Centrifugal pumps are incompatible with a large number of fluids. The relatively simple design is limiting when there is any variation in a processes’ parameters such as flow rate and pressure. Graco’s QUANTM electric operated double diaphragm (EODD) pumps address all of these issues.

Centrifugal pumps

Centrifugal pumps are by far the most commonly used pumps on the market because they are reasonably priced and offer a good price/performance ratio for high flow applications. However, centrifugal pumps have a number of limitations that make them less than ideal for a range of industrial and hygienic applications.

• Narrow optimum operating range and efficiency point
  Centrifugal pumps have a specific impeller diameter, which means they only operate at optimum efficiency at a specific flow. The preferred flow range below or above this best efficiency point (BEP) is quite narrow. Not only does working outside the preset range significantly reduce the pump’s efficiency, but eventually, it also leads to cavitation, vibration, impeller damage, suction and discharge recirculation, or reduced bearing and seal life forcing complete rebuilds of the whole unit.

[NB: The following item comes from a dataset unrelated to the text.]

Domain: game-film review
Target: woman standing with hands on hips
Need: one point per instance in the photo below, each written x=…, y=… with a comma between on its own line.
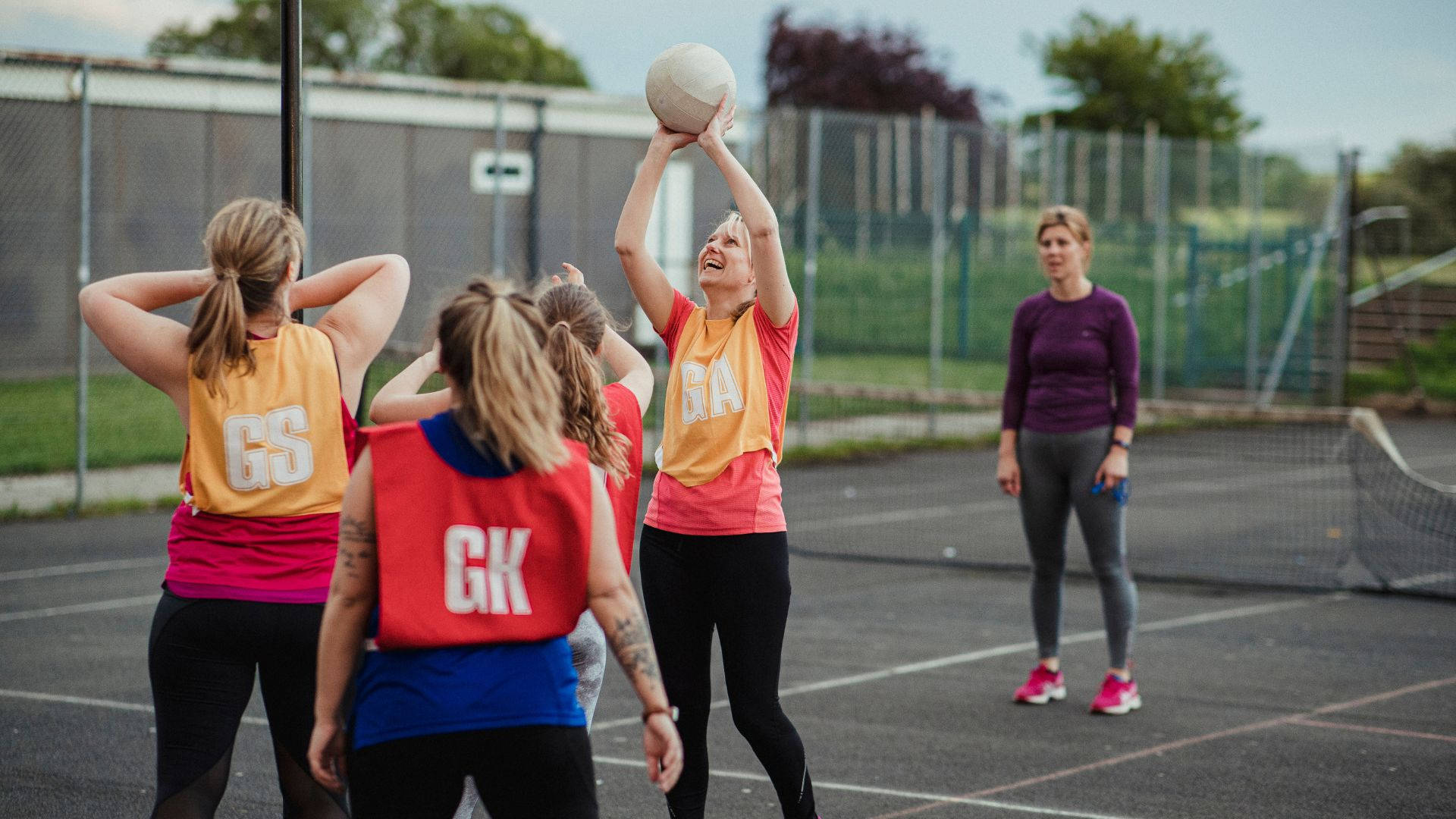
x=714, y=550
x=1068, y=422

• Impact of changes in viscosity
  Some liquids can vary in viscosity due to temperature, chemical reaction or separation (varied layers or solids). The performance of a centrifugal pump is especially impacted when pumping more viscous liquids, because of the increased resistance to flow as the impeller rotates. The volume pumped by a centrifugal pump depends on head (back pressures) viscosity and the homogeneity of the material. If these values vary dynamically in a certain application, it is difficult to keep a centrifugal pump operating close to its best efficiency and also without prematurely wearing out the pump.

• Damage caused by deadheading
  When a discharge valve is closed or a line blockage occurs, it causes the fluid to recirculate in the pump, and pressure to continue to build resulting in a build-up of motor temperatures. When a pump is run in a deadheaded condition for too long, the excess heat damages the expensive seals and reduces pump life. Without purchasing additional sensors and controllers, a centrifugal pump will continue to run until something fails. The extra cost of these additional sensors and controllers needs to be included in the total cost evaluation.

• Not self-priming
  Most centrifugal pumps are not self-priming. For the pump to work properly, its casing must be filled with liquid before start-up. When the casing fills with vapors or gases, the pump impeller becomes gas-bound and incapable of pumping. To make sure the pump remains primed and does not become gas-bound, centrifugal pumps need to be installed below the fluid level, from which the pump takes its suction. Alternatively, the pump can be primed by supplying liquid under pressure through another pump placed in the suction line.

• Unsuitable for abrasives and solids
  Particularly in the chemical industry, selecting a centrifugal pump for pumping solids is quite a challenge, as process owners need a pump that is not only compatible with the chemicals being processed, but also capable of handling solids without choking the impeller and thus causing increased pump wear and potential blockages. The centrifugal pump types that are suited to this specific set of applications tend to have lower performance areas and be more expensive. 

• Unsuitable for shear-sensitive liquids
  High-speed systems, such as the centrifugal pump, tend to shear liquids which is why this technology is not the best choice for shear-sensitive liquids.

• Unable to run dry
  A centrifugal pump cannot run dry without causing damage to the system. The system needs to have resistance to dissipate rotation speed of the impeller.